This is why I'm a big fan of efforts like Fish, cause it does a great job surfacing CLI tooling behavior OOB just by pressing tab and navigating for what you want, with descriptions, in place


> They either break from Vim's model (kakoune, helix) or follow Vim along with all it's flaws (Neovim, Vis).

I am sincerely curious of what flaws from Vim has Vis inherited, in your opinion.

I have the impression that the design idea of Vis is taking only the modal design of Vi (not Vim), plus the structural regular expressions of Sam, then make it as clean as possible with programmability via Lua plugins.

In fact, the state non-goals [1] seems to clearly distant itself from Vim.

[1]: https://github.com/martanne/vis#non-goals


Vis inherits default keymaps.
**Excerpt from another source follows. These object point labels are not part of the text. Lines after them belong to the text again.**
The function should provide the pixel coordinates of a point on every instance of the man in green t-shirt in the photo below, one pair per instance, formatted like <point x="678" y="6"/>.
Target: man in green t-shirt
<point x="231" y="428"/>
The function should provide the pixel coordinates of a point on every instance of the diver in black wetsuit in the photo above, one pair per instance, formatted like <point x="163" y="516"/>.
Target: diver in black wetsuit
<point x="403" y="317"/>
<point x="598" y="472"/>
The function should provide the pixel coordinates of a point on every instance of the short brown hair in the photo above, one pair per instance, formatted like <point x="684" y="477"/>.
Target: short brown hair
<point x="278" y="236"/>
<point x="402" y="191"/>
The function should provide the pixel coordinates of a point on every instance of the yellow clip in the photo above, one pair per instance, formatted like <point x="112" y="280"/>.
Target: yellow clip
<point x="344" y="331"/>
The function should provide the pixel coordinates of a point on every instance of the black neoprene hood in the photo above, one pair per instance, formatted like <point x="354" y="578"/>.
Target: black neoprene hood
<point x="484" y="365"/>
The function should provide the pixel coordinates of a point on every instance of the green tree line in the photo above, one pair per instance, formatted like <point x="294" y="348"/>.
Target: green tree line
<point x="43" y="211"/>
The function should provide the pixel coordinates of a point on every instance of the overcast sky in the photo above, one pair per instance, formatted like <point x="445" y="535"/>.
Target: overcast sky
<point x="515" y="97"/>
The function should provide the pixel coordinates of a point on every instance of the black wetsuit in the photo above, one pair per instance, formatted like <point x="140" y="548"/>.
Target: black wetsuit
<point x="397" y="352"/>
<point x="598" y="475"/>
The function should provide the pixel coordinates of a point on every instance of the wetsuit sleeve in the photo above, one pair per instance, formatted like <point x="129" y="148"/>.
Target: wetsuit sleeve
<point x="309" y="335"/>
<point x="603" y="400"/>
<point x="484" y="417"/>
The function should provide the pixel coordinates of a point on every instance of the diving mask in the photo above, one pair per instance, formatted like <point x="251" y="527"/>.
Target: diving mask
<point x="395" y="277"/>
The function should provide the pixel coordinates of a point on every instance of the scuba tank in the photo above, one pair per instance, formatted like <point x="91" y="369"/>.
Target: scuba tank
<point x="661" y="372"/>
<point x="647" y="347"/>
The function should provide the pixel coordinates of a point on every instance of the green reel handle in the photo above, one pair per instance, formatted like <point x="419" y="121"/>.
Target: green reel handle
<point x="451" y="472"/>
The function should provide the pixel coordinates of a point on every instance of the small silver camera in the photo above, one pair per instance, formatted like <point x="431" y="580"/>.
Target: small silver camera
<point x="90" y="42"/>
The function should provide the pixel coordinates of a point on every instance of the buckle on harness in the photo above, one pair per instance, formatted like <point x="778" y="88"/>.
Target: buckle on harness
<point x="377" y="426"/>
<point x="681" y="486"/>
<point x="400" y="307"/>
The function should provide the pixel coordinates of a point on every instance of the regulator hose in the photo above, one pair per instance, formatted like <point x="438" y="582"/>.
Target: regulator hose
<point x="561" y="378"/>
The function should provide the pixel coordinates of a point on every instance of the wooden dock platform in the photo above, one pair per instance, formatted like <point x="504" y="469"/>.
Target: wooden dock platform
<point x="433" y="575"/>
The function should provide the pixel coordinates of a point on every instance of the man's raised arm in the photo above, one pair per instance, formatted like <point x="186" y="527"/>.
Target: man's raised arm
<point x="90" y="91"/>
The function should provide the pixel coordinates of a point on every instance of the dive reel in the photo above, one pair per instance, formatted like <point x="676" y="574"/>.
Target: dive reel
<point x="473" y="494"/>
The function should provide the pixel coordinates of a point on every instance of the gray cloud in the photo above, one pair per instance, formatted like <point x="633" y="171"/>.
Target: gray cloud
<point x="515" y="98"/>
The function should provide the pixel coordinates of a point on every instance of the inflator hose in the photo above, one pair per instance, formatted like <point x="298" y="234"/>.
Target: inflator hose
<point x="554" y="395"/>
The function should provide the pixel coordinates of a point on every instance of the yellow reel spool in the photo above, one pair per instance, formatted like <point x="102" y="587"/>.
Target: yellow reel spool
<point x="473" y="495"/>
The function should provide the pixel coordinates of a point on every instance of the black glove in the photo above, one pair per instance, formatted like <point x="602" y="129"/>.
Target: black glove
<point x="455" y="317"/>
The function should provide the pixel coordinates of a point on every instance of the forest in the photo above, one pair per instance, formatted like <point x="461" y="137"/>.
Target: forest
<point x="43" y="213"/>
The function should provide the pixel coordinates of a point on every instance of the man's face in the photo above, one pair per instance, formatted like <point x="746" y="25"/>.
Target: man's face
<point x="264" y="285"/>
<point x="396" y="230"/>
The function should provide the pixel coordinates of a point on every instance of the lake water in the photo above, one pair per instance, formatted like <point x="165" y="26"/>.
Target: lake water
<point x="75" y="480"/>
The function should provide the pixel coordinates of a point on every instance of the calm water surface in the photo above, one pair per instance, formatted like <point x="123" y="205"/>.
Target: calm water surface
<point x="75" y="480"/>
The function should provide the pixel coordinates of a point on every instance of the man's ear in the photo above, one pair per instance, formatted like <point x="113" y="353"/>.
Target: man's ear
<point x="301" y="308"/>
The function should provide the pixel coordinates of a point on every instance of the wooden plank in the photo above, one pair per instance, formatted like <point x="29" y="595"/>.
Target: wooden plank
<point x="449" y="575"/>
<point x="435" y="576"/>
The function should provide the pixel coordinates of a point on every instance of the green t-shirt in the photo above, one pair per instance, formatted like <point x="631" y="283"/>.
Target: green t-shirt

I prefer the way kakoune tried to clean them up by - for example - putting all the "goto" commands under "g" (where Vim has H, M, L, g;, G, gg, $, 0, ^, etc) and all the "view" commands under "v". Such rearrangements make a lot of sense and to me were more intuitive right away, even after a decade use of Vim. Then there are things like ";" and ",", W, B, E, and gE (where something like w, W, e, E would be a lot more obvious), etc. Vim likely acquired those incrementally and that's why they are all over the place. But if an editor were to start from scratch they could be re-arranged in a more logical order. Yet every vim-inspired editor takes Vim defaults for granted.